When I was young, my mother took me with her to buy a new Christmas tree. What happened to the last one; your guess is as good as mine. Maybe mice got in it, maybe spiders, maybe the lights were dead, or maybe it just wouldn’t reassemble properly anymore. Whatever the reason was, we needed a new one. My sister and father did not accompany us to Wal-Mart that day.
I wandered along beside the cart as we rolled into the Christmas section. There at the beginning of a shelf was a display tree. It was dark green with lights scattered through it. My little feet stalled in their path, until my mother dragged me along into the tree aisle. There she compared sizes, prices, and with lights already strung in or not, and I did my best not to be bored out of my young mind. Finally, my mother pulled a large box off of the shelf. It didn’t fit entirely in the cart, but enough of it did that it wasn’t impractical. Mom was fairly happy with it as it was on sale. The box had been opened and resealed.

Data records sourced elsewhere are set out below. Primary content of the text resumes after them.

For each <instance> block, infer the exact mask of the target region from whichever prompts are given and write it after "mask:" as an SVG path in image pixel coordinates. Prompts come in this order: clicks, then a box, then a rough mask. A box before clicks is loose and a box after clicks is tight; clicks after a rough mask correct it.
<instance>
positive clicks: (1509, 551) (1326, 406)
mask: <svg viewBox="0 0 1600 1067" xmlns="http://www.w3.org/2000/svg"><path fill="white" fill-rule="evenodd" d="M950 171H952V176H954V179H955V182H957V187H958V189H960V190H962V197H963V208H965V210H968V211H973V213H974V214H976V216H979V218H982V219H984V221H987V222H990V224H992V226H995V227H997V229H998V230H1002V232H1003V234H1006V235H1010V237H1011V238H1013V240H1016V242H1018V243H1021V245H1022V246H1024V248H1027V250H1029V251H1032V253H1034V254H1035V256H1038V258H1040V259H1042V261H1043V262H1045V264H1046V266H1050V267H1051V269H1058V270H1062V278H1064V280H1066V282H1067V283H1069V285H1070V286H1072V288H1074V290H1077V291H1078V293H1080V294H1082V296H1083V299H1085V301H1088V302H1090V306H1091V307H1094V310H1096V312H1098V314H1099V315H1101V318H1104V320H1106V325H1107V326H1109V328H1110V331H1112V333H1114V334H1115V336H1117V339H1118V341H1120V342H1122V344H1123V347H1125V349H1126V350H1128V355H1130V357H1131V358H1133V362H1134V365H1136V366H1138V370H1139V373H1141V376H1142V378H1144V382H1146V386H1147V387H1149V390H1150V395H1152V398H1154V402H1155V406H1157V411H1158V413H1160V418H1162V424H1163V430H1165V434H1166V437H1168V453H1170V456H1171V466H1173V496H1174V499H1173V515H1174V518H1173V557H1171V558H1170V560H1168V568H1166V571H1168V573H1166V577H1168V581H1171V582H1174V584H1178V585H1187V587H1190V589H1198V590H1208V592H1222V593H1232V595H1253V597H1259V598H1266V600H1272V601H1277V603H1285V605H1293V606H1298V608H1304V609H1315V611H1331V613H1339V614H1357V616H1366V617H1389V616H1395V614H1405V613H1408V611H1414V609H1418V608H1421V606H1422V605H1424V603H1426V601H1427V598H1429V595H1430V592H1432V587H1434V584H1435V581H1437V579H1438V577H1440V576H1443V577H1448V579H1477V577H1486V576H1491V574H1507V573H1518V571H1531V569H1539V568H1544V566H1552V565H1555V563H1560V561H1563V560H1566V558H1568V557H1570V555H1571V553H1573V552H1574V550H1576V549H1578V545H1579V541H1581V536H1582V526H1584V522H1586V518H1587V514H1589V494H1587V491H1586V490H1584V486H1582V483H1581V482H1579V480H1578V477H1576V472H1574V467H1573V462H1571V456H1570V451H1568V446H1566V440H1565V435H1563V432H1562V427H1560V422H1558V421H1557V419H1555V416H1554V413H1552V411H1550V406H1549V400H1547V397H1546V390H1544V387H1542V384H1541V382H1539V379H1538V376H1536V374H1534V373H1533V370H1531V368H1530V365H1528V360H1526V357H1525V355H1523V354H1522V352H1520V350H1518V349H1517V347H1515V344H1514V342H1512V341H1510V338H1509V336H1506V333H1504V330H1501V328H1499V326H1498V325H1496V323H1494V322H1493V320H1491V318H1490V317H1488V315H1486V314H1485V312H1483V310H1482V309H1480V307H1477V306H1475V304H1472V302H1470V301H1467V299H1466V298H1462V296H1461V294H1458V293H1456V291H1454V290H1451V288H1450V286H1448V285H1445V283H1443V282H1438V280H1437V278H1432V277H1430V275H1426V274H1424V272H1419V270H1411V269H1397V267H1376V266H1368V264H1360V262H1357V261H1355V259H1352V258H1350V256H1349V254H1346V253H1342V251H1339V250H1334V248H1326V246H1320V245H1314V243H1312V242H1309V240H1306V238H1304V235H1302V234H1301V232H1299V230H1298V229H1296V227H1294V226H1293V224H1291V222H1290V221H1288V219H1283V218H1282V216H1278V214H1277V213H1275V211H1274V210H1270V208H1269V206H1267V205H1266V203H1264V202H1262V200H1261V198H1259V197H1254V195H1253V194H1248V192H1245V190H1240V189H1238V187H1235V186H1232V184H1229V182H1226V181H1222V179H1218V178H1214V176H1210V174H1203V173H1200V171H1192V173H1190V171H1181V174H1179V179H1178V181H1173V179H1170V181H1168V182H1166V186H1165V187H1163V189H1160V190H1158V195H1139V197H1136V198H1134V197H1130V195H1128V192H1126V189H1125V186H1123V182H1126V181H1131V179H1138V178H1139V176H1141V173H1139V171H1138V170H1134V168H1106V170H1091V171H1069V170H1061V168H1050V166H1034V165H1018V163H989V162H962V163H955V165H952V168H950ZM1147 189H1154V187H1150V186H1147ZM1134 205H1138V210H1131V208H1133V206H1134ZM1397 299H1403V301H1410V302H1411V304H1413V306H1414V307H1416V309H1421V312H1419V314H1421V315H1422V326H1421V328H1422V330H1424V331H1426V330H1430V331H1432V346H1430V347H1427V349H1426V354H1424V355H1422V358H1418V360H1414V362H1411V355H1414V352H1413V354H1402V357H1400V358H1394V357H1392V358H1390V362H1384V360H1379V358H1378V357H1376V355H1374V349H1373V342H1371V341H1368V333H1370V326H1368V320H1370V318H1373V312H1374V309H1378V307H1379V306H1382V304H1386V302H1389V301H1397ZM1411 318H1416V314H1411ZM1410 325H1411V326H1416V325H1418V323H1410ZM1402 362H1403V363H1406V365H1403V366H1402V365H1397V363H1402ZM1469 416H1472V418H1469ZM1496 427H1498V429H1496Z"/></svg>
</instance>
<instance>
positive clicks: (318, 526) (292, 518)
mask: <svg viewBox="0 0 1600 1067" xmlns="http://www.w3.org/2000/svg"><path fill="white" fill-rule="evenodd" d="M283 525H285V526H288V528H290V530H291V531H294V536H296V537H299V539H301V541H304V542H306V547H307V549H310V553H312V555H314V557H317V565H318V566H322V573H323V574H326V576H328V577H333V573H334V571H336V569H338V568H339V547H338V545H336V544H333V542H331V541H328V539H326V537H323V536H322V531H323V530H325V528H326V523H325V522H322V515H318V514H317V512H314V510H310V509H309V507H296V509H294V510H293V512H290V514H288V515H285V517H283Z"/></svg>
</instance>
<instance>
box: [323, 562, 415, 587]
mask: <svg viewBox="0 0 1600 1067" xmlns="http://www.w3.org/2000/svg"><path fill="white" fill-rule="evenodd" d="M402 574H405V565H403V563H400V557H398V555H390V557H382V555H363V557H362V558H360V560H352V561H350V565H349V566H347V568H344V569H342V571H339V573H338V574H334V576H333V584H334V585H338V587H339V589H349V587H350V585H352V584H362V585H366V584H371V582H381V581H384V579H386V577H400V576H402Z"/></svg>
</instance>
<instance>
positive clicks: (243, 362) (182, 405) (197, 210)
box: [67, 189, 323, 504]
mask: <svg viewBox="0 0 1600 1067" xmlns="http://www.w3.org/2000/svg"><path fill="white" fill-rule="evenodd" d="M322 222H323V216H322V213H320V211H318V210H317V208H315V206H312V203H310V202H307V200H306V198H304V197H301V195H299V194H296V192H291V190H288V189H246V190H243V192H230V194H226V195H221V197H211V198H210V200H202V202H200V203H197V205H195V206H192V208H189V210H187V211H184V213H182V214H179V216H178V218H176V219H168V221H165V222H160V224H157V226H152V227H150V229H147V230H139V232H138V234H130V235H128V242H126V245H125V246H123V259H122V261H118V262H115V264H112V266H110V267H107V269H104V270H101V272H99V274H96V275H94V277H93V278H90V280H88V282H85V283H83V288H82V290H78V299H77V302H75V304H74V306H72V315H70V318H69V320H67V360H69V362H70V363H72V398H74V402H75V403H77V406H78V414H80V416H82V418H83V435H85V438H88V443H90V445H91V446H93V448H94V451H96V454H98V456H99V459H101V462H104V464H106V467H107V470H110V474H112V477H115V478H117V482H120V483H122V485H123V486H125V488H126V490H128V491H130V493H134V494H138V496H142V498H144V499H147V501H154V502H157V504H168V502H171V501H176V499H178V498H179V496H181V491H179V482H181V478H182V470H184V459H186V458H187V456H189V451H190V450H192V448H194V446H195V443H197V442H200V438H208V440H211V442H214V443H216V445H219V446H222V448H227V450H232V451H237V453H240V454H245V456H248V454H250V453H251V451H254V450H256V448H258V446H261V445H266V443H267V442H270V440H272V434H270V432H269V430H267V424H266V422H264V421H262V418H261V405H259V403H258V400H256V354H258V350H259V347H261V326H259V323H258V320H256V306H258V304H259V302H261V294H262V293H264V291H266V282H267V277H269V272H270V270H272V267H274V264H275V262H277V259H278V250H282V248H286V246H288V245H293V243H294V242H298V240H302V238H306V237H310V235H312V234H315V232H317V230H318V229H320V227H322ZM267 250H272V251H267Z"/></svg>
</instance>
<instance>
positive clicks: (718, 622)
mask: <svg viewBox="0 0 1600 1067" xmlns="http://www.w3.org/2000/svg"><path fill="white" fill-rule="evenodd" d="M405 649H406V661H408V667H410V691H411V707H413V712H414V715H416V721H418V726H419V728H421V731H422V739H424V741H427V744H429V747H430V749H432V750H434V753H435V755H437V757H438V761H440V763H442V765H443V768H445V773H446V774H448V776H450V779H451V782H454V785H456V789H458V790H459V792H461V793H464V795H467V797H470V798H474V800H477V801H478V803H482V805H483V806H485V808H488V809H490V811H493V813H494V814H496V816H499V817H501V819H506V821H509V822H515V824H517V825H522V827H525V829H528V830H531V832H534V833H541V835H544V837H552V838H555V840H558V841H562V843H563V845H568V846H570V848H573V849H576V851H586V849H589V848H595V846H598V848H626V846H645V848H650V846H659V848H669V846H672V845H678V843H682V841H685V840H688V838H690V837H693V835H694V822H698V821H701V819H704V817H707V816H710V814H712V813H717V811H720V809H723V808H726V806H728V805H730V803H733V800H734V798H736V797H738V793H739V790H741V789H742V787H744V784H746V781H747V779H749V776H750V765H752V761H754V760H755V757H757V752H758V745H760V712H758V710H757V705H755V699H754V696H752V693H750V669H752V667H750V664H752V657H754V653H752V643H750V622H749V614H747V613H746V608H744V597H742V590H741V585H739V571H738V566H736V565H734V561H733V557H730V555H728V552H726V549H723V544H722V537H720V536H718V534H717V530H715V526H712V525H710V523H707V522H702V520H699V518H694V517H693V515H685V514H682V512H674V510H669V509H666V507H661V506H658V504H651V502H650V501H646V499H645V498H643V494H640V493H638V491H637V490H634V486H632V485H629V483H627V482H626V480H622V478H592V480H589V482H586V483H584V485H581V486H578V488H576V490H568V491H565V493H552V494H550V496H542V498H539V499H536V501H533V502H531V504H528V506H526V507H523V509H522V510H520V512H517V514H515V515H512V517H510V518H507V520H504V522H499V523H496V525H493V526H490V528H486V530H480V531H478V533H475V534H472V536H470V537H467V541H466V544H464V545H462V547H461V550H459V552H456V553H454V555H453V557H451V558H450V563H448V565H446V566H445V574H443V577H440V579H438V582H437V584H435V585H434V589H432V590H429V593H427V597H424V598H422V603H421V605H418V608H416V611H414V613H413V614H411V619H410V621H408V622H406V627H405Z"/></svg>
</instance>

“It was probably a display tree,” she commented to me as we meandered our way towards the checkout. She didn’t offer any explanation as to why it wasn’t anymore.
Days, maybe weeks later, my older sister and I sat before the tree with our Barbies in pre-Christmas joy. Well, at least until I wacked the back of my head on a tree branch. In pain, I hurried to my mother for comfort. She was at her computer as always.
“Do you remember when we got that tree?”
I nodded diligently.
“Well, it was on sale, and it used to be a display tree, but they had to take it down because it was eating children, so you need to be more careful around it, okay?”
I nodded again.
Not long after, she wrote of this very incident, concluding it with “I love kids. (They taste wonderful!)”.